Daily Archive 30.10.2019

Diagnosis of exogenous allergic bronchioalveolitis

There are no specific diagnostic methods for exogenous allergic bronchioloalveolitis. The diagnosis is based on the following criteria: typical allergic history (contact with organic dust); dynamics of clinical signs; positive allergic diagnostic tests intradermally for the corresponding antigens such as GNT and HRT; detection of precipitating antibodies related to immunoglobulins G; lack of eosinophilia of peripheral blood and sputum; radiological changes; restrictive ventilation disorders; positive RBTL and RTML; inhibition of macrophage migration under the influence of a specific antigen; HRT, GNT or a double bronchospastic reaction or crepitation over the lungs after allergological diagnostic tests of provocative inhalation with extracts of specific antigens.

X-ray data in the acute phase of the disease may be normal. As the disease develops, bilateral middle and lower lobe focal shadows appear with a tendency to merge and diffuse. Comparison of radiographs with lung biopsy data reveals that focal shadows correspond to granulomas and interstitial infiltrates. In acute cases, the radiograph of the lungs normalizes within 10-20 days after eliminating contact with the antigen. For the chronic form of exogenous allergic bronchioloalveolitis, fibrosis is characteristic; a cell lung pattern may develop.

Functional disorders of the respiratory system consist in restrictive ventilation failure, a decrease in the diffusion capacity of the lungs and static pulmonary volumes in the absence of airway obstruction. In severe cases, hypoxemia and hypercapnia may occur. In the later stages, a third of patients develop irreversible airway obstruction with a change in the relationship between ventilation and blood flow. In the acute phase of exogenous allergic bronchioalveolitis with fever, leukocytosis of up to (15-20) 109 leukocytes per 1 liter with a neutrophilic shift is observed, eosinophilia, hypergammaglobulinemia are sometimes noted; the level of immunoglobulins is increased, with the exception of immunoglobulin E.
Positive delayed and immediate skin tests for the introduction of antigen, antibodies related to immunoglobulin E, positive cell-type reactions (RBTL and RTML) with specific antigens are observed not only in patients with exogenous allergic bronchioalveolitis, but also in a certain contingent of people in contact with the same antigens, but not having symptoms of the disease. Cell-type reactions are of great diagnostic value compared to the detection of precipitating antibodies. RBTL remains positive for many months, while the precipitation reaction quickly becomes negative after cessation of contact with the antigen. Conducting provocative inhalation tests with specific antigens is unsafe, but in some cases it is possible. The diagnosis is helped by a study of bronchial lavage water, in which an increased number of lymphocytes is detected (the larger the more acute the form of the disease) – from 35 to 90% (average 50-60%). These results differ from those obtained for persons also exposed to organic dust, but without signs of disease. Despite the presence of specific precnpitins in the latter, the cellular composition of lavage fluid remains normal, which coincides with the absence of clinical signs of the disease. Lavage fluid lymphocytosis has not only diagnostic, but also prognostic value, as it quickly disappears with effective treatment or a spontaneous favorable course and is again detected during exacerbation.

Differential diagnosis of exogenous allergic bronchioloalveolitis

Differential diagnosis of the acute form is carried out with acute viral infectious diseases (influenza, etc.), acute pneumonia, allergic bronchopulmonary aspergillosis, chronic – with other diffuse lung lesions with progressive pulmonary and general symptoms.

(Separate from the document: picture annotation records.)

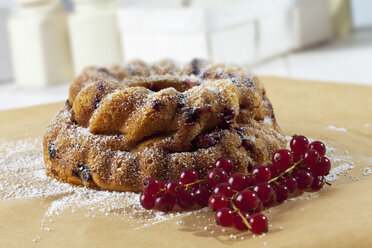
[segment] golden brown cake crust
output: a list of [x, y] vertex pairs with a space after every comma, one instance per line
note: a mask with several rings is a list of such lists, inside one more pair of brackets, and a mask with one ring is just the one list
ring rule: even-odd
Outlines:
[[147, 177], [201, 176], [219, 157], [235, 171], [268, 163], [285, 146], [272, 105], [242, 67], [194, 59], [89, 67], [44, 137], [47, 174], [62, 181], [140, 191]]

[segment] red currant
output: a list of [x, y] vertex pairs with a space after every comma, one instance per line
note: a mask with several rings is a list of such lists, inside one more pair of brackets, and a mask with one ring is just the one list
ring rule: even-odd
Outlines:
[[[240, 213], [243, 215], [243, 217], [248, 222], [248, 218], [249, 218], [248, 212], [240, 211]], [[235, 229], [237, 229], [239, 231], [246, 231], [246, 230], [248, 230], [247, 225], [243, 222], [242, 217], [240, 217], [238, 214], [235, 214], [234, 227], [235, 227]]]
[[192, 191], [185, 190], [182, 195], [177, 197], [177, 204], [182, 209], [190, 209], [195, 204], [195, 194]]
[[278, 169], [273, 164], [268, 164], [267, 167], [270, 169], [271, 178], [277, 177], [279, 175]]
[[216, 212], [216, 222], [221, 226], [231, 226], [234, 224], [235, 216], [230, 208], [221, 208]]
[[261, 213], [262, 210], [263, 210], [263, 203], [262, 203], [262, 201], [260, 201], [260, 202], [258, 203], [258, 207], [253, 211], [252, 214]]
[[240, 172], [232, 174], [228, 179], [228, 183], [231, 185], [231, 189], [236, 191], [242, 191], [251, 186], [250, 179]]
[[279, 184], [283, 184], [287, 186], [289, 193], [293, 193], [297, 190], [297, 181], [294, 177], [292, 176], [286, 176], [282, 178], [278, 178], [277, 182]]
[[163, 194], [156, 198], [155, 207], [159, 211], [168, 212], [173, 209], [175, 202], [176, 198], [174, 196], [169, 194]]
[[293, 173], [297, 181], [297, 188], [300, 190], [308, 189], [313, 183], [313, 176], [306, 170], [299, 169]]
[[155, 206], [155, 198], [152, 195], [140, 195], [140, 203], [145, 209], [153, 209]]
[[[272, 187], [272, 186], [271, 186], [271, 187]], [[267, 201], [267, 202], [264, 202], [263, 205], [264, 205], [265, 207], [270, 207], [270, 206], [272, 206], [275, 202], [276, 202], [276, 194], [275, 194], [275, 191], [273, 190], [273, 193], [272, 193], [272, 195], [271, 195], [270, 200]]]
[[309, 149], [309, 140], [302, 135], [293, 136], [289, 146], [295, 154], [304, 154]]
[[214, 168], [208, 172], [207, 180], [208, 180], [208, 184], [211, 187], [214, 187], [217, 184], [226, 182], [227, 174], [222, 169]]
[[259, 201], [257, 194], [252, 190], [244, 190], [234, 199], [236, 207], [247, 212], [254, 211], [258, 207]]
[[193, 169], [186, 169], [180, 174], [180, 181], [183, 184], [189, 184], [199, 179], [198, 173]]
[[253, 191], [257, 193], [258, 198], [264, 203], [268, 202], [271, 199], [273, 194], [273, 188], [268, 183], [257, 184]]
[[166, 191], [168, 194], [178, 197], [185, 191], [185, 186], [183, 186], [180, 180], [172, 180], [167, 183]]
[[289, 197], [289, 190], [287, 186], [283, 184], [276, 185], [274, 187], [277, 202], [284, 202]]
[[227, 208], [229, 203], [223, 194], [215, 193], [209, 197], [208, 206], [213, 210], [218, 210], [221, 208]]
[[231, 186], [227, 183], [220, 183], [213, 188], [213, 193], [223, 194], [225, 197], [233, 196], [234, 192], [231, 189]]
[[279, 171], [285, 171], [292, 166], [293, 157], [290, 151], [280, 149], [273, 154], [272, 162]]
[[262, 234], [268, 231], [268, 221], [265, 215], [263, 214], [253, 214], [249, 220], [251, 225], [251, 232], [254, 234]]
[[323, 144], [323, 142], [320, 141], [314, 141], [310, 143], [309, 149], [316, 150], [320, 156], [324, 156], [327, 152], [326, 146]]
[[292, 153], [292, 156], [293, 156], [293, 162], [294, 163], [297, 163], [298, 161], [303, 159], [303, 154], [294, 153], [294, 152], [291, 152], [291, 153]]
[[233, 163], [230, 159], [222, 157], [217, 159], [216, 163], [214, 164], [215, 168], [219, 168], [224, 170], [228, 175], [230, 175], [233, 171]]
[[254, 167], [252, 170], [253, 183], [264, 183], [271, 179], [271, 172], [267, 166], [261, 165]]
[[212, 194], [212, 189], [208, 184], [205, 184], [195, 191], [195, 202], [200, 207], [208, 206], [208, 199]]

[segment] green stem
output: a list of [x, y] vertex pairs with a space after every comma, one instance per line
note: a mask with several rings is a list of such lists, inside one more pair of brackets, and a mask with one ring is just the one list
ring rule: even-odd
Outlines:
[[251, 225], [248, 223], [247, 219], [243, 216], [242, 212], [240, 212], [240, 209], [237, 208], [234, 204], [234, 202], [231, 200], [230, 201], [231, 207], [233, 208], [234, 212], [236, 212], [240, 218], [242, 218], [244, 224], [247, 226], [248, 230], [252, 229]]

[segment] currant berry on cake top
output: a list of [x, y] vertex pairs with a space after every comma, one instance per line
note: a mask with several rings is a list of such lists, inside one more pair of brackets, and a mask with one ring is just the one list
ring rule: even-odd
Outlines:
[[268, 231], [264, 209], [284, 202], [295, 191], [323, 188], [331, 169], [325, 154], [322, 142], [310, 143], [305, 136], [295, 135], [290, 150], [276, 151], [272, 163], [255, 165], [250, 173], [233, 172], [233, 162], [221, 157], [206, 178], [193, 169], [169, 182], [148, 178], [140, 202], [146, 209], [163, 212], [209, 206], [218, 225], [262, 234]]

Treatment of exogenous allergic bronchioloalveolitis

The main event is the elimination of the etiological factor. In particular, if the cause of the disease is pituitary powder (in patients with diabetes insipidus), then when switching to synthetic vasopressin, the symptoms of the disease disappear. If the disease progresses after removal of the antigen, then pharmacological therapy is necessary. The main treatment is glucocorticosteroid drugs, which are most effective in the acute form of exogenous allergic bronchioalveolitis, with a chronic effect is insufficient. The duration of glucocorticosteroid therapy is determined by clinical and laboratory data. GNT during provocative inhalation tests with specific antigens is prevented by the intal, but its effectiveness in conditions of professional contact with organic dust has not been proved. Antihistamines and bronchodilators are not effective. In cases of infection, antibiotics are prescribed, with appropriate indications, antimycotic drugs.
Prevention consists in storing organic materials under conditions that exclude their moisture, heating and decay.